Ongoing exposure generally leads to respiratory tissue dysfunction and collapsed lungs in some cases. A single high-level exposure may result in lung damage even if the individual does not show signs within the initial 24 hours.

It’s important to also understand that workers returning to a sterilized space may be at risk of exposure. The generator used to vacuum up the solution may not necessarily retrieve all the hydrogen peroxide mist. Unless the space is adequately vented and a safe period of time passes, those entering the area risk exposure.

The substantial health threats to VHP technicians and returning workers are why organizations such as the Occupational Safety and Health Administration (OSHA), National Institute of Occupational Safety and Health (NIOSH), and American Conference of Governmental Industrial Hygienists (ACGIH) have developed rigorous workplace standards to manage vaporized hydrogen peroxide hazards.

Best Practices for VHP Usage: Hydrogen Peroxide Fogging Safety

Technicians conducting decontamination using vaporized hydrogen peroxide work at a critical disadvantage. The solution is odorless, colorless, and cannot be detected unless workers are provided with gas monitors.

The same holds true for returning workers who might otherwise assume the confined area is free of harmful chemicals. The ACGIH, OSHA, and NIOSH all agree upon the average daily occupational exposure limit of 1 ppm. Concentrations above 75 ppm are considered immediately dangerous to life and health.

That’s why employers are tasked with providing technicians with detectors and personal protective equipment during the sterilization process. These sensitive gas monitoring devices should also be deployed in areas at the conclusion of the decontamination. An alarm typically alerts workers of existing vapors and protocol dictates putting on respirators and taking steps to ventilate the space. Permanent detectors are prudent in areas that routinely undergo chemical sterilizations.

Workplaces prone to aerosolized hydrogen peroxide hazards require adequate ventilation systems, windows that allow fresh air into the area, and HVAC systems with filters. Promptly cleansing breathable air reduces the potentially harmful effects of VHP on the eyes, skin, and lungs. Perhaps most importantly, vaporized hydrogen peroxide safety calls for employers to maintain a full inventory of the following personal protective equipment and disposable clothing.

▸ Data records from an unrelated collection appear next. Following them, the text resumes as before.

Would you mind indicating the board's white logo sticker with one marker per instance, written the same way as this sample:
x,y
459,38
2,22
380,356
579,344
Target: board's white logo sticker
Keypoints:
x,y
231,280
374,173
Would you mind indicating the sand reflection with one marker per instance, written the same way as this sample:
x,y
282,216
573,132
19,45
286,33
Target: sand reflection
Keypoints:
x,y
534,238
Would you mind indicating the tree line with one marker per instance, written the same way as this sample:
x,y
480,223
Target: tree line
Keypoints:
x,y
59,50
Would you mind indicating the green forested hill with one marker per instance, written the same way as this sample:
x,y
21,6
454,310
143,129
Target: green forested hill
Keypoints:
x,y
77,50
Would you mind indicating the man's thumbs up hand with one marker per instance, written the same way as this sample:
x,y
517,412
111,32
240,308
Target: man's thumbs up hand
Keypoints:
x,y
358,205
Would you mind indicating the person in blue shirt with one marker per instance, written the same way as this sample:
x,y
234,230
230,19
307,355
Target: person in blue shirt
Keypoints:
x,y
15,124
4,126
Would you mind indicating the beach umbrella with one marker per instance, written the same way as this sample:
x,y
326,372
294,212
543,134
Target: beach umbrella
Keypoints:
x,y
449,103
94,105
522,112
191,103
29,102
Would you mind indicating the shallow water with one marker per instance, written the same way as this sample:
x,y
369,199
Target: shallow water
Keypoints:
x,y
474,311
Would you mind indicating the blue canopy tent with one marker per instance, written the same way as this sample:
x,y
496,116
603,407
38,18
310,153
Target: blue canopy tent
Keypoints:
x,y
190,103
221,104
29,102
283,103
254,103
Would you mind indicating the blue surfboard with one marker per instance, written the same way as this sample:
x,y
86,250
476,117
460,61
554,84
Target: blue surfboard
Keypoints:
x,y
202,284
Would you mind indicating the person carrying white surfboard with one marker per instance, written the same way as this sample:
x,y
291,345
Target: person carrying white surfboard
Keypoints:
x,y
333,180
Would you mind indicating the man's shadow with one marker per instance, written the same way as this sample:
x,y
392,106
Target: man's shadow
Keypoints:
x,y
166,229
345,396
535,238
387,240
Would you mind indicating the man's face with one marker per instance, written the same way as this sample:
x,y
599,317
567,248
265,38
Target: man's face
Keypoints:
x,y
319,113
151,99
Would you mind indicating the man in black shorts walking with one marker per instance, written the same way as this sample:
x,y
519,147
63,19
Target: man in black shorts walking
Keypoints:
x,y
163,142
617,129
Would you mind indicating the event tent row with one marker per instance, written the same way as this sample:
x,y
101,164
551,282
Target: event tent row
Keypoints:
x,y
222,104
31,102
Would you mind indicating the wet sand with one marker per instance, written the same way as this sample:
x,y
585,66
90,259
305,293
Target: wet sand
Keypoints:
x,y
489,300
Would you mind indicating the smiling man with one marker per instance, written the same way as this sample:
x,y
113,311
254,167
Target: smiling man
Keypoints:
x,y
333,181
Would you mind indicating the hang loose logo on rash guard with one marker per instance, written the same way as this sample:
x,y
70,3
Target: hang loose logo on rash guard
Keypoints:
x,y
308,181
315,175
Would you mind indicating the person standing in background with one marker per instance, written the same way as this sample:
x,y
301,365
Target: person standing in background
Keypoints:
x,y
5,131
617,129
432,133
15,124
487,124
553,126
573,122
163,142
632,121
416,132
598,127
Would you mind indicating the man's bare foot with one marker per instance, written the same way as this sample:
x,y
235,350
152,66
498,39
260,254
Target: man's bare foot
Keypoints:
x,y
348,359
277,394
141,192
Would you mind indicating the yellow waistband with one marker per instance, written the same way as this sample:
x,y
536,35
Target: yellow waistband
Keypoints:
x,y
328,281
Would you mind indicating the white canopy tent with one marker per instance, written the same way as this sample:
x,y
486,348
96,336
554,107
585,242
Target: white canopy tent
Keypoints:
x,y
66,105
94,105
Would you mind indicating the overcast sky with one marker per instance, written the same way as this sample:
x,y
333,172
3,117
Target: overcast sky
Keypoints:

  • Full-Cover Protective Suits: VHP workers need lightweight coveralls that provide protection from the top of the head to the ankles. Disposable coveralls must meet OSHA standards in terms of chemical splash resistance. These personal protective clothing items must be worn before handling chemical compounds or entering a biohazardous space.
  • Shoe Coverings: Because the mist settles on shoes and flooring, vaporized hydrogen peroxide hazards must be addressed at every level. The best coveralls can be accessorized with shoe/boot coverings that seamlessly cover the ankles and feet. This practice prevents workers from coming into passive contact with hydrogen peroxide after sterilization has been completed. For coveralls without attached booties, consider splash-proof shoe covers.
  • Protective Gloves: Any skin contact results in chemical burns and vaporized hydrogen peroxide potentially entering the bloodstream. Coveralls with taut elastics at the wrist can overlap disposable protective handwear.
  • Face & Eye Protection: It’s essential for technicians to wear commercial-grade eyewear when deploying vaporized hydrogen peroxide. A full-face shield is also important to prevent mist from accumulating on the breathable mask and face.

Vaporized hydrogen peroxide safety also calls for technicians to wear fit-tested respirators when dispensing the mist. Respirators should remain in place throughout the vacuuming process as well. Employees entering decontaminated areas would be well-served to exercise caution and use disposable masks to ensure safety.

Workers require a complete inventory of personal protective equipment and disposable clothing options to protect against vaporized hydrogen peroxide hazards. But the benefits of effectively eliminating many of the most dangerous human health dangers make VHP an essential method to prevent tainted medical equipment and food contamination.